Uiterlijk na 10 jaar zal de Commissie evalueren of het al dan niet is aangewezen om de steun uit hoofde van deze richtlijn voort te zetten.
• Artikelsgewijze toelichting
De titel van de richtlijn wordt aangepast zodat deze het uitgebreide toepassingsgebied weergeeft; hiertoe worden de woorden “tussen lidstaten” geschrapt en wordt “gecombineerd vervoer” vervangen door “intermodaal vervoer”.
In artikel 1 van de wijzigingsrichtlijn zijn de volgende wijzigingen van Richtlijn 92/106/EEG opgenomen:
·In artikel 1 van de huidige richtlijn is het toepassingsgebied van de CTD vastgesteld door te bepalen aan welke voorwaarden moet worden voldaan om in aanmerking te komen voor het steunkader voor “gecombineerd vervoer”. In de herziene richtlijn worden ter verduidelijking twee artikelen opgenomen waarin het toepassingsgebied wordt beschreven (artikel 1 bis) en definities worden gegeven (artikel 1 ter), gevolgd door een nieuw artikel 1 quater met de nieuwe voorwaarden waaraan vervoersactiviteiten moeten voldoen om als “gecombineerd vervoer” in aanmerking te komen.
·Artikel 2 wordt vervangen door een bijgewerkte tekst waarin de redundante streefdatum in 1993 is verwijderd.

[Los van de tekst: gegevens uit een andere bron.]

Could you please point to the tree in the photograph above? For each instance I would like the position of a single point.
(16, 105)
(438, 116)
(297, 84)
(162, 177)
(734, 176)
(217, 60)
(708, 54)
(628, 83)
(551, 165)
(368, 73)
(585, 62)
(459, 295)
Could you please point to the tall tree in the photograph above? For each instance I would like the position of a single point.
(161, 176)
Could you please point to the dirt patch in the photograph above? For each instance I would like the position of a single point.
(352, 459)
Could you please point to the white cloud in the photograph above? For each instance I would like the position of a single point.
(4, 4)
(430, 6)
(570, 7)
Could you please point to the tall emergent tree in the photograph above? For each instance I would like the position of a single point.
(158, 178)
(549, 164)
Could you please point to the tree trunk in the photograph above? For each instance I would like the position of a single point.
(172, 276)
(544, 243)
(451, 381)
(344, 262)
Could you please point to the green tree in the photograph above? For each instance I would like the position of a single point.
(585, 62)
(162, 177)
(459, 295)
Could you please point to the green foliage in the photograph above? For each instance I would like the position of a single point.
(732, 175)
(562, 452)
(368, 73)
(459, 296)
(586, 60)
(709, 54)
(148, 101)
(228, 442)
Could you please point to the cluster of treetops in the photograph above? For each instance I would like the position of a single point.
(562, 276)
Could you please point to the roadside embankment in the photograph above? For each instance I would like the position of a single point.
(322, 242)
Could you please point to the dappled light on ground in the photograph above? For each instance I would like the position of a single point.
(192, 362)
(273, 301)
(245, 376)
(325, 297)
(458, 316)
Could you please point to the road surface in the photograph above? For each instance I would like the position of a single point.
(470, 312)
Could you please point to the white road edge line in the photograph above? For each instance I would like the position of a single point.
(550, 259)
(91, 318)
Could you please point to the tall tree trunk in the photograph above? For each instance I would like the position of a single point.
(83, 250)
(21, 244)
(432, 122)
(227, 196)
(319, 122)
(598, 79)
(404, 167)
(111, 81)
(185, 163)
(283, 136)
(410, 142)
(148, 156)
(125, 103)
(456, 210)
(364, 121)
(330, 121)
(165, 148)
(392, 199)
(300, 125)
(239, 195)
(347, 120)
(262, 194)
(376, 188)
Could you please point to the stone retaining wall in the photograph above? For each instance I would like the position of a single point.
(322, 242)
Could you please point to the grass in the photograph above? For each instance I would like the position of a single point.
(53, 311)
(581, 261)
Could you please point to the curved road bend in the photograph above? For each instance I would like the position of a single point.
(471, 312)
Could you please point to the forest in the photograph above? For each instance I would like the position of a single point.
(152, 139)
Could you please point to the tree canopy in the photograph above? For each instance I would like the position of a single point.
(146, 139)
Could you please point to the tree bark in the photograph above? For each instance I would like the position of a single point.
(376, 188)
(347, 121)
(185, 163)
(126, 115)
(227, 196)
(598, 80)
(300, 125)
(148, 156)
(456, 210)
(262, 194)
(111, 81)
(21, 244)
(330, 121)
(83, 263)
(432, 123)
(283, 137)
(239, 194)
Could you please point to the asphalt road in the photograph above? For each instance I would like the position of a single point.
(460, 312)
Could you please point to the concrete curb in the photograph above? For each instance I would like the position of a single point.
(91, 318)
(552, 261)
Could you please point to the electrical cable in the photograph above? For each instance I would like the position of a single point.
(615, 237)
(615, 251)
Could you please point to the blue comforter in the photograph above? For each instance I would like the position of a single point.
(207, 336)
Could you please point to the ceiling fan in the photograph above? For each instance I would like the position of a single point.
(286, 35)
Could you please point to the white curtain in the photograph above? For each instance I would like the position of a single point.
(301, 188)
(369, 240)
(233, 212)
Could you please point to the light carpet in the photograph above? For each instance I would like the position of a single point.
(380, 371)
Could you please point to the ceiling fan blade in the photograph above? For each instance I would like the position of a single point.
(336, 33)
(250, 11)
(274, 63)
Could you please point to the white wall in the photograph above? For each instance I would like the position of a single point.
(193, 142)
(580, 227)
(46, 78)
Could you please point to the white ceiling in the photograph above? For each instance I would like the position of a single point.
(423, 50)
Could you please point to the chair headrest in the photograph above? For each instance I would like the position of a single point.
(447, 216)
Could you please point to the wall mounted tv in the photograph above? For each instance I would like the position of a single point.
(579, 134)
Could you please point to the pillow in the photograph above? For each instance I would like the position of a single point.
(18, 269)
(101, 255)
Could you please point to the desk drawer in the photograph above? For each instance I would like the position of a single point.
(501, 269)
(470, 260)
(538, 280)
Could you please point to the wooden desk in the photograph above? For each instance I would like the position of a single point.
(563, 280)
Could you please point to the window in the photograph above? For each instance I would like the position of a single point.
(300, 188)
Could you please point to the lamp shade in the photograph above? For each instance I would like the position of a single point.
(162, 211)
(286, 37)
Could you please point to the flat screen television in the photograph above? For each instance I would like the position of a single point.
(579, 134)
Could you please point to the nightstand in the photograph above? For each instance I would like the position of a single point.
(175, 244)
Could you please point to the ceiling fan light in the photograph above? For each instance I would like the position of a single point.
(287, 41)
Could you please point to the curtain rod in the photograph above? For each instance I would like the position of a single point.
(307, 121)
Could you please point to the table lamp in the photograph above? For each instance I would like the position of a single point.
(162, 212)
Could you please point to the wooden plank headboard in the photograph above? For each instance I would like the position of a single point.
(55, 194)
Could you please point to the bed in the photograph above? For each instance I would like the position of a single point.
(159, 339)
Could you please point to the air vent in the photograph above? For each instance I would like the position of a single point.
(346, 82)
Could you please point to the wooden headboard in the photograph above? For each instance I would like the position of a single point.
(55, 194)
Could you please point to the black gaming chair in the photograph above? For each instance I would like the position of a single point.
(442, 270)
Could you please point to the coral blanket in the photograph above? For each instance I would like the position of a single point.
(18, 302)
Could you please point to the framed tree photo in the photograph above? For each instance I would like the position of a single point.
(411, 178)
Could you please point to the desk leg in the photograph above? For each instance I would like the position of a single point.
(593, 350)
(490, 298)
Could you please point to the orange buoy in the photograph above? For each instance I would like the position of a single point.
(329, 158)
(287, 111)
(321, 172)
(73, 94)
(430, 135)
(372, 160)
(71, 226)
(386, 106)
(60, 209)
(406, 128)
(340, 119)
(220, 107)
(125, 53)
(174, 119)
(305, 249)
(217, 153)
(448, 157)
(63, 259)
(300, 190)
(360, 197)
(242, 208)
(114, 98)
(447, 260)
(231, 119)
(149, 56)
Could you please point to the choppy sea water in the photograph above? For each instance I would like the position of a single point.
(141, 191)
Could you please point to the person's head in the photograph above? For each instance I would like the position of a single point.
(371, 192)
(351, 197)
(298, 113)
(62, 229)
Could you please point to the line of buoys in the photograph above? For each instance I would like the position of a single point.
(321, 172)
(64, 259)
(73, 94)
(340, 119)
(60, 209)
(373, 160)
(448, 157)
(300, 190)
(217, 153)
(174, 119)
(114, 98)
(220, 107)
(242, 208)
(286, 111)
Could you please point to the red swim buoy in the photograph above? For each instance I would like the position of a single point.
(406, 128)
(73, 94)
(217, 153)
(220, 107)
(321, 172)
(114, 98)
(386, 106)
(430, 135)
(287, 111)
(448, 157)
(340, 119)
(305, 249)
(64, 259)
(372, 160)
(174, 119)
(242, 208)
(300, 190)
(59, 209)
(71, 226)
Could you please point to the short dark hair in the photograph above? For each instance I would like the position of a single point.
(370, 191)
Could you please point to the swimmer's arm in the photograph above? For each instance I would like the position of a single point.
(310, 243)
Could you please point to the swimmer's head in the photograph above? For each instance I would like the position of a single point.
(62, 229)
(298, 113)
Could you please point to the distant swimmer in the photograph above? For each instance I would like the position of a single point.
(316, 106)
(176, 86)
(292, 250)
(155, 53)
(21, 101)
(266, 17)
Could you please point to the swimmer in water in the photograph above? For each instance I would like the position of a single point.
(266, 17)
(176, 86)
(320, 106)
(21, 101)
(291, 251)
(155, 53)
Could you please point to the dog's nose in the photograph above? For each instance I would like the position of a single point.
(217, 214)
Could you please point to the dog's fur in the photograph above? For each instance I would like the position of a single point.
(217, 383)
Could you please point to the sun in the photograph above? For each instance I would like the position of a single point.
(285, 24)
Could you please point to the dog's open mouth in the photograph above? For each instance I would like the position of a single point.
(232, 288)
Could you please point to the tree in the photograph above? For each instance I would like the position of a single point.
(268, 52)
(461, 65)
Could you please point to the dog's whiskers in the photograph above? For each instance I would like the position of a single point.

·Artikel 3 wordt vervangen door bijgewerkte voorwaarden voor het bewijs van naleving.
·Artikel 3 bis voert een verplichting voor de lidstaten in om nationale beleidskaders ter ondersteuning van het intermodaal vervoer goed te keuren, bekend te maken, uit te voeren en te evalueren.
·Artikel 5 wordt vervangen door bijgewerkte tekst over verslaglegging door de Commissie.
·Artikel 6, lid 1, wordt vervangen door bijgewerkte tekst om de naleving van de regels inzake staatssteun te waarborgen.
·Artikel 7 wordt geschrapt.
·Artikel 9 wordt vervangen door nieuwe tekst waarin verouderde verwijzingen zijn geactualiseerd en de taal is vereenvoudigd.
·Artikel 9 bis voert een verplichting in om de wegtrajecten van gecombineerd vervoer vrij te stellen van nationale rijbeperkingen tijdens het weekend en op feestdagen.
·Artikel 9 ter voert vereisten inzake transparantie voor intermodale goederenterminals in.
·Artikel 9 quater bevat de voorwaarden voor het verlenen van gedelegeerde bevoegdheden aan de Commissie krachtens deze richtlijn.
·Artikel 9 quinquies heeft betrekking op de comitéprocedure voor de uitoefening door de Commissie van de bevoegdheid om uitvoeringshandelingen vast te stellen.
·Artikel 10 wordt geschrapt.
·Er wordt een bijlage toegevoegd met daarin een indicatieve lijst van de in artikel 3 bis bedoelde steunmaatregelen.
Artikel 2 van de wijzigingsrichtlijn wijzigt Richtlijn (EU) 2020/1056 door invoering van een verplichting voor eFTI-platforms om te voorzien in een functie voor het berekenen van externekostenbesparingen en het genereren van geaggregeerde gegevens over jaarlijkse volumes gecombineerd vervoer.
Artikel 3 van de wijzigingsrichtlijn stelt de verplichting tot omzetting en uitgestelde uitvoering vast.
Artikel 4 van de wijzigingsrichtlijn legt de datum van inwerkingtreding en toepassing van deze richtlijn vast.
Artikel 5 van de wijzigingsrichtlijn legt de adressaten vast.